TAMPA, Fla. — Protecting our pollinators. Birds, bats, bees and of course butterflies are all essential to our ecosystem, by pollinating plants that are responsible for bringing us 1 out of every 3 bites of food.
A Tampa woman is passionate about providing pollinators what they need no matter where they live. As a matter of fact, you'd never know there's a beautiful butterfly garden right off a busy road in South Tampa.
With so much growth in the Tampa Bay area and consistent pesticide use, our pollinators need a little help. The owner of The Little Red Wagon Nursery, Anita Camacho, has some suggestions on what we can all do.
It's butterfly release day for these kids who have spent the week at camp learning about these beautiful pollinators. Camacho loves this.
"It's like Christmas. It's like watching them, their faces light up, the butterflies fly away and then they're watching all the butterflies all around the whole yard and property. I don't think it ever gets old, no matter how old you get."

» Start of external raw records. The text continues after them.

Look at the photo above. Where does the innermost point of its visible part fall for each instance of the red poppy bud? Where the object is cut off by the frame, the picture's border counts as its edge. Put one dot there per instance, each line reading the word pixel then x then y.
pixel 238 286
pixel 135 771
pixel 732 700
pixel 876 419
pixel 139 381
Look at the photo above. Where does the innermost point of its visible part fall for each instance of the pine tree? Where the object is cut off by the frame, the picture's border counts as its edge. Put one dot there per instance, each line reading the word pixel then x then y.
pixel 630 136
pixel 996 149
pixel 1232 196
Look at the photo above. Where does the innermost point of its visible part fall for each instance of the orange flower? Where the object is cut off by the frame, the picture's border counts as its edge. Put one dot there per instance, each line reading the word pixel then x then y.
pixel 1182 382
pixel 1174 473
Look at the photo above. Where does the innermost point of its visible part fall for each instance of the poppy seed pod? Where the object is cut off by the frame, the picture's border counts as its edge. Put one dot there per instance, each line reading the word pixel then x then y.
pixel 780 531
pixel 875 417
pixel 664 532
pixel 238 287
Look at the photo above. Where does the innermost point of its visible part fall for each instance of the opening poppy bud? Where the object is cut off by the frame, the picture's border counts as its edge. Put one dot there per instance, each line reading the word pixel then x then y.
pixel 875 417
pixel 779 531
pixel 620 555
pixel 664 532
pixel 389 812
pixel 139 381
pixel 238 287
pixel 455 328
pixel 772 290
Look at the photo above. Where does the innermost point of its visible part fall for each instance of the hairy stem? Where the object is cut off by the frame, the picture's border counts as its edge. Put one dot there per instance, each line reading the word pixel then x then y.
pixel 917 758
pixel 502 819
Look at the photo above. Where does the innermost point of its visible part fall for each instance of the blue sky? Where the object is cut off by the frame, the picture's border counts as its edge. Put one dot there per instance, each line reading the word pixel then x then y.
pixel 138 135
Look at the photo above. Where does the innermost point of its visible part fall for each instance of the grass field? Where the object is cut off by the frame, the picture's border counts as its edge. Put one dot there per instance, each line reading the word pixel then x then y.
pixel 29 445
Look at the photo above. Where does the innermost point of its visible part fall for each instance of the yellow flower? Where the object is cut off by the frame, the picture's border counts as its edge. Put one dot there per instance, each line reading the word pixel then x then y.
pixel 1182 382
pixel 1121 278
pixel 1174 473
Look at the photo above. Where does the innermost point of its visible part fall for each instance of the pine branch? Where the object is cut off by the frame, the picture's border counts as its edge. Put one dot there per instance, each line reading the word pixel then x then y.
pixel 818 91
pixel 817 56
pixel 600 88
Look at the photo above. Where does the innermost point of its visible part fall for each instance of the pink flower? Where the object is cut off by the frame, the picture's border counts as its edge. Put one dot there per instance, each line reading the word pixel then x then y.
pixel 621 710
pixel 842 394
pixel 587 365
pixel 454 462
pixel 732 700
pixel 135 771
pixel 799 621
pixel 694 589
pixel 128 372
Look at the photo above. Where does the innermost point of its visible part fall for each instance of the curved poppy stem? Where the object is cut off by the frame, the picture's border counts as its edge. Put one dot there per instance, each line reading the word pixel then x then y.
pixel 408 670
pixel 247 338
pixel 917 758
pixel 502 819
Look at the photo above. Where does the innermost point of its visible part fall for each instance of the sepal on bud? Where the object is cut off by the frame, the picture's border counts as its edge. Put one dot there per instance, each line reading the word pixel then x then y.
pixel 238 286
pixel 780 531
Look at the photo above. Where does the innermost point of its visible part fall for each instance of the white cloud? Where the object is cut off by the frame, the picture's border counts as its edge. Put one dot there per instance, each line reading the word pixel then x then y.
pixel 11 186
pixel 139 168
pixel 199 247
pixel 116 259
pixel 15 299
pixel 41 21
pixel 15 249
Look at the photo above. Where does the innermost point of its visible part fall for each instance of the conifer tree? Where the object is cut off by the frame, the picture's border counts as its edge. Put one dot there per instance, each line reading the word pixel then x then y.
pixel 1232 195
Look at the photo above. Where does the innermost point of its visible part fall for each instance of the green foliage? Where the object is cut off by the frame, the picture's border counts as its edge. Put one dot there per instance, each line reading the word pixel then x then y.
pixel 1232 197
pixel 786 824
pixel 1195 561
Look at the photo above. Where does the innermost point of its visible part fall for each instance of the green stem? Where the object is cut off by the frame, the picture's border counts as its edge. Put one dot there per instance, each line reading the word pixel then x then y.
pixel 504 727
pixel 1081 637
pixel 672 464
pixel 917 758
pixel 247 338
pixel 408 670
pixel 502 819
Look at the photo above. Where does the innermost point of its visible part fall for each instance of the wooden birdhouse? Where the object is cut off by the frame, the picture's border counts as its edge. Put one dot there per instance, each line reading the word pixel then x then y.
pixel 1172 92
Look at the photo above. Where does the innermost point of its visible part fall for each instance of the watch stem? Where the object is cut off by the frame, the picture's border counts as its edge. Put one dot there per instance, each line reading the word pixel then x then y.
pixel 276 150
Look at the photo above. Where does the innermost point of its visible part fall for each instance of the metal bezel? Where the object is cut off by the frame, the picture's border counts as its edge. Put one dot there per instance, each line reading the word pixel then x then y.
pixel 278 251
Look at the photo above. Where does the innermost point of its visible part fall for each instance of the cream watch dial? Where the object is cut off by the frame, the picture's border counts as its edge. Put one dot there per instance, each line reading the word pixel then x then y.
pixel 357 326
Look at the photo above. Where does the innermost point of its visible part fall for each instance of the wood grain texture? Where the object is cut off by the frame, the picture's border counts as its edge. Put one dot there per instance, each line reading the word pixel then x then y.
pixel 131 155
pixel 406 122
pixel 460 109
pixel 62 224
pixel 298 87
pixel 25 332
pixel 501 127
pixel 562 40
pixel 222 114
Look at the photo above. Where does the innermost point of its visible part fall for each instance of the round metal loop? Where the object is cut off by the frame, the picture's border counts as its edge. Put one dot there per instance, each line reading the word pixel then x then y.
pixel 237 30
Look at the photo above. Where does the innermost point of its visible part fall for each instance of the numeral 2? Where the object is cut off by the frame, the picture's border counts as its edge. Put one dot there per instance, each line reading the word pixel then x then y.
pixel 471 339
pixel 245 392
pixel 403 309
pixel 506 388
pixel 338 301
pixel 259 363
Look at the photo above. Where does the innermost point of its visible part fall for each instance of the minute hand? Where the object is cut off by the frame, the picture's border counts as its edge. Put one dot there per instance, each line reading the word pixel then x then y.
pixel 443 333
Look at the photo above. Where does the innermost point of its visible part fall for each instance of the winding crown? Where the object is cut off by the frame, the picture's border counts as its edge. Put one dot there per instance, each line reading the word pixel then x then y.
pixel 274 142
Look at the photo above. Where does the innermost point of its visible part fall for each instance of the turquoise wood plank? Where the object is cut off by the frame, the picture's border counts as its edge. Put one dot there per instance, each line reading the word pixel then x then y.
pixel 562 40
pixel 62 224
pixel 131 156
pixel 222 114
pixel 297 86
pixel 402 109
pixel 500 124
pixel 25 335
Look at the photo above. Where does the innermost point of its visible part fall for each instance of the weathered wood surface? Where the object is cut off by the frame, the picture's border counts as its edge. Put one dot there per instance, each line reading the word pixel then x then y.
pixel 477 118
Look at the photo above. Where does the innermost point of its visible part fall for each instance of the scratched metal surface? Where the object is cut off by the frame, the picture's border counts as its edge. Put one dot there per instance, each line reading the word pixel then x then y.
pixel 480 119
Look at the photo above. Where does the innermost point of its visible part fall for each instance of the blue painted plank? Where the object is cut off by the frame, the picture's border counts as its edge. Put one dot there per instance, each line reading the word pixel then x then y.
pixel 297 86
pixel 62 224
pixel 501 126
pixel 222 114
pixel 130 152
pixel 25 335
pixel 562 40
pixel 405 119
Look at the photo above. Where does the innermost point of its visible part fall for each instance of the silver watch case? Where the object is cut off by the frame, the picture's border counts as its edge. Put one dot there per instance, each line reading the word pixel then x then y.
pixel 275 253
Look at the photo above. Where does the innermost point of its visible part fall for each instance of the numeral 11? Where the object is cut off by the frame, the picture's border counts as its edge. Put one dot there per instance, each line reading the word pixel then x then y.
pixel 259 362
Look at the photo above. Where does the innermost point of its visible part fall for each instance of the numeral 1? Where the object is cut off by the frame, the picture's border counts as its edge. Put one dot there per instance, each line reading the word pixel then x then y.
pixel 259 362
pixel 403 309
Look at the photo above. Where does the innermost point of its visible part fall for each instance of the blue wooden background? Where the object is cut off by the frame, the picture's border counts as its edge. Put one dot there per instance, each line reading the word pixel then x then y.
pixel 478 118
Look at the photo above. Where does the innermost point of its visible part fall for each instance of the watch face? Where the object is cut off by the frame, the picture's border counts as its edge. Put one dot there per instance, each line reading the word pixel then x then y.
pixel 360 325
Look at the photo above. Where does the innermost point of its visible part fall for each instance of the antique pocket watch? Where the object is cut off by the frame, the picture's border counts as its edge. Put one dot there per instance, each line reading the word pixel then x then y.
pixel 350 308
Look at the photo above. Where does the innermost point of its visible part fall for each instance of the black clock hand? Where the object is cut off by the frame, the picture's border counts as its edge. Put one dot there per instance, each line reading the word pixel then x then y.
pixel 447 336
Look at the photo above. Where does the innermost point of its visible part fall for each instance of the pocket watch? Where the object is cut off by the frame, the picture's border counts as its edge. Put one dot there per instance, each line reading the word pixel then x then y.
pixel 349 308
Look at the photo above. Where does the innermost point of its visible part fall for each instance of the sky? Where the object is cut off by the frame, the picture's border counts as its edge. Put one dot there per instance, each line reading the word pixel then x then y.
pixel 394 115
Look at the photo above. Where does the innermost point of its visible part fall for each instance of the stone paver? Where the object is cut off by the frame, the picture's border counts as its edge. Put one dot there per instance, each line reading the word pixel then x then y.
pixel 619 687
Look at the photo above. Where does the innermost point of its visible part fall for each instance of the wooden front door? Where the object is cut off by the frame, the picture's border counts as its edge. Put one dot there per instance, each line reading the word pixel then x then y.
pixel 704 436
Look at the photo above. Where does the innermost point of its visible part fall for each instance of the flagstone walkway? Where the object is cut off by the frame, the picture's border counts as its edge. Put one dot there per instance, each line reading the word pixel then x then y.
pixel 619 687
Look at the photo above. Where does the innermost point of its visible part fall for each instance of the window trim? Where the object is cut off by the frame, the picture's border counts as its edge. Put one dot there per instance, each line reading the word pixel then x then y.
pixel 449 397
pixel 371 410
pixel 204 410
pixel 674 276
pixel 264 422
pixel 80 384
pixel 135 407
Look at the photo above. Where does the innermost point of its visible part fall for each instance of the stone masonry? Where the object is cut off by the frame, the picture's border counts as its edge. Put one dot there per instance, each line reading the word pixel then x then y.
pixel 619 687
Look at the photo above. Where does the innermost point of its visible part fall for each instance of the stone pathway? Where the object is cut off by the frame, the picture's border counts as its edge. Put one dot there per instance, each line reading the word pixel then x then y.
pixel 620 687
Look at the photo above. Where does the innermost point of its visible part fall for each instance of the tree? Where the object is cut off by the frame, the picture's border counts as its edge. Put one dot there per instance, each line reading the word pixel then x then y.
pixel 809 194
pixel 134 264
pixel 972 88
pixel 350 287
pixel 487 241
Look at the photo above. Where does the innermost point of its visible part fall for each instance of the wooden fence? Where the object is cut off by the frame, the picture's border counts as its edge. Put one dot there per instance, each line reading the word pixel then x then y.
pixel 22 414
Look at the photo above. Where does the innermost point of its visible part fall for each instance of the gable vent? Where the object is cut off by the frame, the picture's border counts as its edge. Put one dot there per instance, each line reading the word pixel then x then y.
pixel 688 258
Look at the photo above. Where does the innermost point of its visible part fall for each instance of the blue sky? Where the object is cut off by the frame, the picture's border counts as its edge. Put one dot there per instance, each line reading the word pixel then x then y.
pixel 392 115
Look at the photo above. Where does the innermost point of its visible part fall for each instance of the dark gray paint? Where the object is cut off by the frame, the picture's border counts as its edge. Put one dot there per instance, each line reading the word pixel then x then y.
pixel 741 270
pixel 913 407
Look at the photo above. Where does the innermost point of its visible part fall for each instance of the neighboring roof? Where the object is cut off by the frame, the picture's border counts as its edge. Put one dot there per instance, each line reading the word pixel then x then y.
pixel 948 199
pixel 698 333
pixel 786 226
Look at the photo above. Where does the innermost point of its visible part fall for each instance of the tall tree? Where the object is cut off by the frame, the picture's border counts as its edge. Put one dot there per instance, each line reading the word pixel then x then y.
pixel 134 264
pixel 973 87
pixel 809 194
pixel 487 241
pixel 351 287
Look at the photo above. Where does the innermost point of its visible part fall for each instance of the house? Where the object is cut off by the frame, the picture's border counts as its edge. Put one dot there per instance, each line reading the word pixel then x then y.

She loves teaching kids about the importance of pollinators at her nursery in South Tampa.
"They absolutely absorb it like sponges and they love it. They love getting dirty, they love learning about the bugs. They're not afraid."
As an avid gardener most of her life, Anita has a very personal reason for teaching people the importance of native plants and protecting our pollinators.
"About 25 or so years ago, my mother was diagnosed with Parkinson's and she's an avid gardener. When she was diagnosed with that disease, I didn't really understand it. I did some research and found that it was linked to toxic pesticide exposure."
So she would love to see everyone, no matter where they live create their own healthy oasis. "And it's just little, small areas. We're a small nursery in South Tampa in a very urban area and we have a ton of pollinators here."
Just this week, the monarch butterfly was placed in the endangered category by the International Union for the Conservation of Nature. Scientists say the population has shrunk 85% since the early 1990s. That's just another reason why it's important to preserve and protect these natural habitats.